The course aims to present the mathematical, statistical and computational challenges of building stable representations for high-dimensional data, such as images, text and data. The topics include: Convolutional neural networks. Autoencoders, their sparse, denoising variants, and their training. Regularization methods for preventing overfitting. Stacked autoencoders and end-to-end networks. Recurrent and recursive networks. Multimodal approaches. Deep architectures for vision, speech, natural language processing, and reinforcement learning. Prerequisite: DS8002.

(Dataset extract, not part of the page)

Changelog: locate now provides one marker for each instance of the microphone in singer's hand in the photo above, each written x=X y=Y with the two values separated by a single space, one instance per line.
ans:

This course will cover methods and practical algorithms for exploring and analyzing graphs. We will also cover applications in various domains (e.g., web, social science, computer networks, neuroscience). The topics that we will cover include ranking, label propagation, clustering and community detection, similarity, and anomaly detection in the graph setting, and tools to handle graph data. Students will have the chance to programmatically
analyze graph datasets.
3. Seminar Courses
The course will focus on communicating and presenting data analytics and modeling results. It aims at building the competency in story telling from numbers. The course also covers ethical and social impacts of data science, analytics and AI. Prerequisite: DS8012
This course will be an introduction to research preparation, experimental design, methods of data collection, exploratory data analysis, and understanding threats to validity of results with aim to prepare student for MRP work.
4. Major Research Project
The student is required to conduct an applied advanced research project. The project will be carried out under the guidance of a supervisor. On completion of the project, the results are submitted in a technical report format to an examining committee and the student will make an oral presentation of the report to the committee for assessment and grading of the report. The student is expected to provide evidence of competence in the carrying out of a technical project and present a sound understanding of the material associated with the research project. This is a “Milestone.”
5. Thesis
The student is required to conduct advanced research on a topic related to data science. The topic is chosen in consultation with thesis supervisor, and the student presents research plan in writing before research starts. The student must submit the completed research in a thesis format to an examination committee and make an oral presentation of the thesis. The student is expected to furnish evidence of competence in research and a sound understanding of data science associated with the research. This is “Milestone”.